CX caused an outage on one of the database servers affecting CX, Echo and Flow. The x1 database was overloaded with long-running FOR UPDATE queries until it had to be forcefully restarted.
Likely root cause was a bug in the frontend code that in certain articles caused the save draft request size to be extra large due to inclusion of unrelated content combined with an unoptimal autosave-retry logic exacerbating the problem to an outage.
- [14:00] Data center switch starts
- [14:32] First lonely error in Logstash about CX (observed later)
- [14:40] Lots of errors in Logstash about CX (observed later)
- [15:13] Language team is pinged to assist with an issue with queries generated by CX
- [15:30] CX queries are being killed, but connections do not get disconnected
- [15:35] Disabling of CX suggested
- [15:36] Outage on x1 started as limit of open connections was exceeded
- [15:42] CX is disabled
- [15:46] More load to slave, read-only triggered
- [15:57] Database is restarted, recovery starts
- [16:00] T163344 filed
- [16:18] Outage over
- [17.33] Annoucement to wikitech-l that datacenter switch is complete, mentioning that CX is disabled
- Language team starts investigating frontend and backend
- Finds out that the front-end can do more requests than expected
- Finds out that the ping-limiter does not help to prevent query build-up in cases like this
- Patch to improve auto-saving to be much more conservative was merged
- A list of long queries running during the outage is provided
- There is a mixed data about number of save requests that happened during the outage: EventLogging and Grafana don't show spikes, even though there were many queries during the outage
- A disk IO overload is suspected as the cause, quickly proven false
- Focus is now on understanding what caused the locking issue
- CX was re-enabled and database was monitored more closely
- Database performance was monitored through out the day and found no issues
- A bug in the frontend code was found by analyzing a particular query was found repeating 1000+ times during the incident T163105
- T163105 was further investigated to see that it can cause a database failure combined with the autosave-retry logic.

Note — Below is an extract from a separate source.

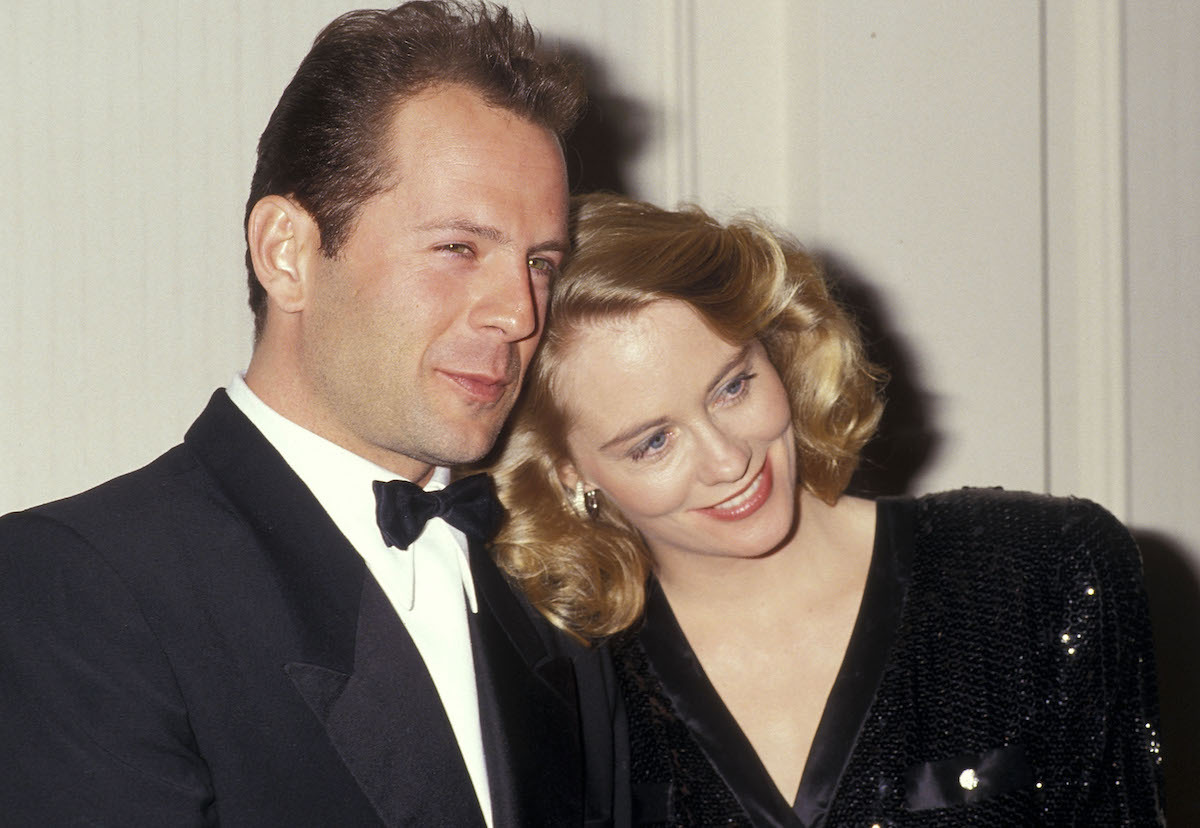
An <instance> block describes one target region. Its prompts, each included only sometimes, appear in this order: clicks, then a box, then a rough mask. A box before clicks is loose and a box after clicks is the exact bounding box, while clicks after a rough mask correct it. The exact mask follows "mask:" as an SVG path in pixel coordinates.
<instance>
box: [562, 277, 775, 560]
mask: <svg viewBox="0 0 1200 828" xmlns="http://www.w3.org/2000/svg"><path fill="white" fill-rule="evenodd" d="M559 378H560V384H559V392H560V394H562V395H563V397H565V398H563V400H559V402H560V403H564V408H565V410H566V412H568V414H569V418H570V421H571V422H572V426H571V431H570V433H569V434H568V446H569V448H570V451H571V456H572V460H574V464H570V466H568V467H566V469H564V472H563V474H562V476H563V481H564V484H566V485H568V486H569V487H574V484H575V480H576V479H582V480H583V482H584V486H586V487H588V488H599V490H600V491H601V492H602V493H604V497H605V498H607V499H608V500H610V502H611V503H612V504H614V505H616V506H617V508H618V509H619V510H620V511H622V512H623V514H624V515H625V517H626V518H628V520H629V522H630V523H632V524H634V527H636V528H637V529H638V530H640V532H641V533H642V535H643V536H644V539H646V542H647V545H648V546H649V548H650V551H652V552H653V553H654V557H655V559H656V560H658V562H659V563H660V564H661V563H665V562H666V559H667V558H679V557H680V556H688V554H701V556H721V557H737V558H750V557H757V556H761V554H764V553H767V552H769V551H772V550H774V548H776V547H778V546H779V545H780V544H782V542H784V540H785V539H786V538H787V536H788V534H790V532H791V530H792V527H793V524H794V521H796V448H794V443H793V439H792V419H791V410H790V406H788V400H787V394H786V391H785V389H784V384H782V383H781V382H780V378H779V374H778V373H776V371H775V368H774V367H773V366H772V364H770V361H769V360H768V359H767V352H766V350H764V349H763V347H762V344H761V343H760V342H758V341H752V342H750V343H748V344H744V346H734V344H730V343H728V342H726V341H725V340H722V338H721V337H719V336H716V334H714V332H713V331H712V330H710V329H709V328H708V326H707V325H706V324H704V322H703V320H702V319H701V317H700V316H697V314H696V312H695V311H692V310H691V307H689V306H688V305H685V304H683V302H679V301H674V300H661V301H658V302H654V304H652V305H649V306H647V307H646V308H643V310H641V311H640V312H637V314H636V316H634V317H632V318H629V319H617V320H605V322H600V323H596V324H592V325H587V326H584V328H583V329H582V330H581V331H580V334H578V336H577V337H576V340H575V341H574V342H572V343H571V346H570V349H569V352H568V353H566V355H565V360H564V361H563V365H562V366H560V371H559Z"/></svg>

- The CX frontend is very simple, not understanding if an outage is happening, so it might have made things worse with automatic retries.
- Database locking is complex. The current saving code was written by another person, not fully understood by the language team.
- Language team was not monitoring the status during the switchover. It should have.
- The outage affected not only CX, but also Flow and Echo. The good thing is that only those services were mainly affected. The bad thing is that other services than CX were affected. A ways to have unrelated service outages not affect each other should be investigated.
- Ways to fail faster (detect and act on blocked queries) before it escalates to an outage should be investigated.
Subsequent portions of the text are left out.